Long Walls - in Athenian Strategy and Politics

In Athenian Strategy and Politics

The building of the Long Walls reflected a larger strategy that Athens had come to follow in the early 5th century. Unlike most Greek city states, which specialized in fielding hoplite armies, Athens, since the time of the building of her first fleet during a war with Aegina in the 480s BC, had focused on the navy as the centre of its military. With the founding of the Delian League in 477 BC, Athens became committed to the long term prosecution of a naval war against the Persians. Over the following decades, the Athenian navy became the mainstay of an increasingly imperial league, and Athenian control of the sea allowed the city to be supplied with grain from the Hellespont and Black Sea regions. The naval policy was not seriously questioned by either democrats or oligarchs during the years between 480 and 462 BC, but later, after Thucydides son of Melesias had made opposition to an imperialist policy a rallying cry of the oligarchic faction, the writer known as the Old Oligarch would identify the navy and democracy as inextricably linked, an inference echoed by modern scholars. The long walls were a critical factor in allowing the Athenian fleet to become the city's paramount strength.
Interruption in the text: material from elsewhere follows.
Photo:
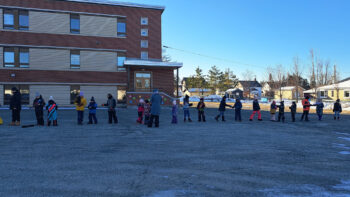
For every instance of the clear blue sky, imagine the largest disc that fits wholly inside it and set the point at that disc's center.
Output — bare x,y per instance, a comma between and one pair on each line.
260,33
With the building of the Long Walls, Athens essentially became an island within the mainland, in that no strictly land based force could hope to capture it. (In ancient Greek warfare, it was all but impossible to take a walled city by any means other than starvation and surrender.) Thus, Athens could rely on her powerful fleet to keep her safe in any conflict with other cities on the Greek mainland. The walls were completed in the aftermath of the Athenian defeat at Tanagra, in which a Spartan army defeated the Athenians in the field but was unable to take the city because of the presence of the city walls; seeking to secure their city even against siege, the Athenians completed the long walls; and, hoping to prevent all invasions of Attica, they also seized Boeotia, which, as they already controlled Megara, put all approaches to Attica in friendly hands. For most of the First Peloponnesian War, Athens was indeed unassailable by land, but the loss of Megara and Boeotia at the end of that war forced the Athenians to turn back to the long walls as their source of defense.